# Free Permanent house



## NDhunter7 (Dec 28, 2006)

I have an 8x14 Permanent ice house that i want to place on a lake around jamestown, most likely spiritwood. I drive a small suv so i have no problem getting the house around on the roads, but on and off the lake is a different story.
I would be happy to give anyone a key to the house who can get my house on and off the lake.

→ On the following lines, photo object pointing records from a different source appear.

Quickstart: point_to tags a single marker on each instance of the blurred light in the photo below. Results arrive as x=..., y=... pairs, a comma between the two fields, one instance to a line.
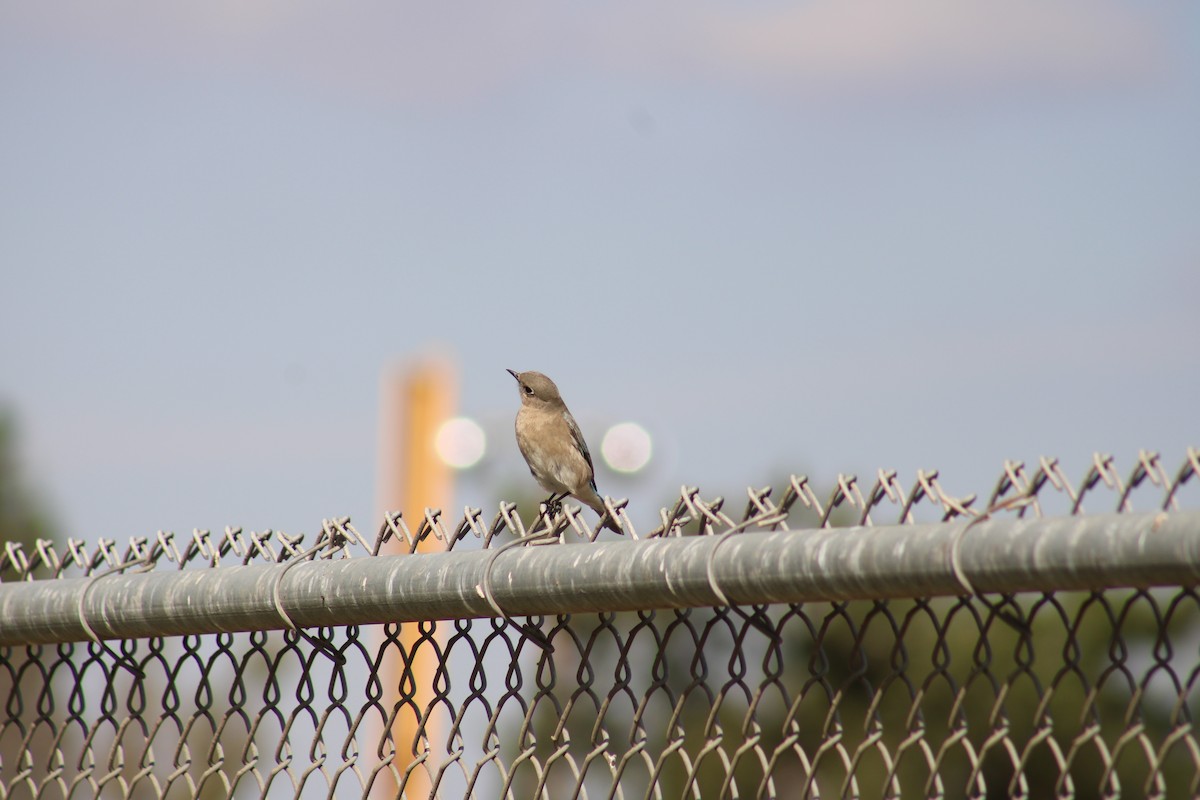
x=461, y=443
x=627, y=447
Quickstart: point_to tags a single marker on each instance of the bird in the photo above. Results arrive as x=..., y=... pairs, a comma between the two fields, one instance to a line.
x=553, y=446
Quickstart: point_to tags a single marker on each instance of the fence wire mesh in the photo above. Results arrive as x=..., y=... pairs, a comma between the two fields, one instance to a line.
x=1036, y=695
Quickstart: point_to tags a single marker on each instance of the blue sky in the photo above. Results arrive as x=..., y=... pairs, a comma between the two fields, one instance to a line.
x=810, y=236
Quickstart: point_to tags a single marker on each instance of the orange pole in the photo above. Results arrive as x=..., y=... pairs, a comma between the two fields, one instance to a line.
x=417, y=400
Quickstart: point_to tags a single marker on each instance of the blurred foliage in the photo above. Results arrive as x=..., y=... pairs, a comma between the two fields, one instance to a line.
x=23, y=515
x=929, y=689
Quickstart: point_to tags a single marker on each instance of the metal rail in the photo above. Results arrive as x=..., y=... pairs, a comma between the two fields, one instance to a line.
x=789, y=566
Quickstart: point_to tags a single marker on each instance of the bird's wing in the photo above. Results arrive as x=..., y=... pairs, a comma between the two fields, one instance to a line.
x=573, y=426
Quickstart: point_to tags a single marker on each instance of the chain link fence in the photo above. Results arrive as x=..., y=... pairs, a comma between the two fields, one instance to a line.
x=885, y=642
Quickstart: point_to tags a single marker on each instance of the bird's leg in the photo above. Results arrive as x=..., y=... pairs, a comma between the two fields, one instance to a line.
x=555, y=504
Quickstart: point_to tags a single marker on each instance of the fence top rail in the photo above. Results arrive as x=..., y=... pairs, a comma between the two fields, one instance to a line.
x=984, y=554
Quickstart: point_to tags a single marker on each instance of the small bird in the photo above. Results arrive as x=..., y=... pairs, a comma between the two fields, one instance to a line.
x=552, y=445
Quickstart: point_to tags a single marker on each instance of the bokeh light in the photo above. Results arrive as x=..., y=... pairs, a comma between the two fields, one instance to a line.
x=627, y=447
x=461, y=443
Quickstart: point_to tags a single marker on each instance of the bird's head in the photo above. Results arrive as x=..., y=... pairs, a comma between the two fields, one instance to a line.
x=537, y=390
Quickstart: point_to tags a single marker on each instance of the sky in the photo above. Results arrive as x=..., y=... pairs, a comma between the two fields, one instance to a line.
x=820, y=238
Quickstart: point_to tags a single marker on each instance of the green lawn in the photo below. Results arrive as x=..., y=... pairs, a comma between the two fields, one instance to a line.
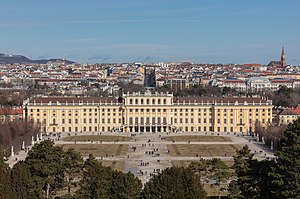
x=186, y=163
x=203, y=150
x=198, y=138
x=104, y=138
x=99, y=150
x=115, y=165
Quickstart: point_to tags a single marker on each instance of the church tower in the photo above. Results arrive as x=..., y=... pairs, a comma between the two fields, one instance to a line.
x=282, y=60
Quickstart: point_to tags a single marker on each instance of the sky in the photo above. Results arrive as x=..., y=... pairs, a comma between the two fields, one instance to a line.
x=199, y=31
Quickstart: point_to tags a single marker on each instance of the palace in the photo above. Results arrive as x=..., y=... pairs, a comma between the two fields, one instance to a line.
x=148, y=112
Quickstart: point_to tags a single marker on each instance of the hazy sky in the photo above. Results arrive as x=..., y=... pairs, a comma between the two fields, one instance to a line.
x=204, y=31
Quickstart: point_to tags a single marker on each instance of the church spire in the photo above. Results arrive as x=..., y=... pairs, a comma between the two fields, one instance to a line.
x=282, y=60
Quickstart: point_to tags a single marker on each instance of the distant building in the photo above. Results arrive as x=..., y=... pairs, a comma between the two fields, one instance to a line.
x=149, y=77
x=283, y=60
x=10, y=114
x=148, y=112
x=281, y=63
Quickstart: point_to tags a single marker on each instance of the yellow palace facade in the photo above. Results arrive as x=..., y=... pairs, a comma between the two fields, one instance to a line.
x=148, y=112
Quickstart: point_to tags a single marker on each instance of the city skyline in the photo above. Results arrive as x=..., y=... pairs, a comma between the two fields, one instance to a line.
x=115, y=31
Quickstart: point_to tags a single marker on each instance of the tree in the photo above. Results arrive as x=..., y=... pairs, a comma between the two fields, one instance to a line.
x=95, y=180
x=21, y=181
x=286, y=172
x=220, y=173
x=212, y=170
x=124, y=186
x=253, y=180
x=174, y=183
x=101, y=182
x=242, y=166
x=73, y=164
x=5, y=191
x=45, y=162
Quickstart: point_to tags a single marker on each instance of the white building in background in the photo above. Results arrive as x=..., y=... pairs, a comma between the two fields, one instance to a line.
x=258, y=84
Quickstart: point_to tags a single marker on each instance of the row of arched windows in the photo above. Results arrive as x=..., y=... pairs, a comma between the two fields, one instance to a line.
x=147, y=121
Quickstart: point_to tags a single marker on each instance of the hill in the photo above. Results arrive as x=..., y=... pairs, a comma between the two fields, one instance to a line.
x=13, y=59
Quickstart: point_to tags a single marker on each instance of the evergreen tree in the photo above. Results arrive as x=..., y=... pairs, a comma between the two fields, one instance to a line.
x=73, y=163
x=253, y=180
x=95, y=181
x=45, y=162
x=5, y=191
x=174, y=183
x=21, y=181
x=286, y=172
x=124, y=186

Contact me if interested.
Thanks 
Dustin


----------



## worktosurvive hunttolive (Dec 28, 2008)

got any pics of this free house????


----------



## NDhunter7 (Dec 28, 2006)

i can have them by easter if anyone is interested


----------



## hunt4P&amp;Y (Sep 23, 2004)

Good luck getting it on the ice this year! :beer:


----------



## NDhunter7 (Dec 28, 2006)

I did not do it this year for obvious reasons.... so this would be for next year.


----------



## worktosurvive hunttolive (Dec 28, 2008)

i would like to see this house that i would help get off so i know that i just not a ran down old looking thing.


----------



## NDhunter7 (Dec 28, 2006)

i got pics sent to me so pm me your email address if interested and i can email them to you


----------



## NDhunter7 (Dec 28, 2006)

the house was buit last year and has never been used


----------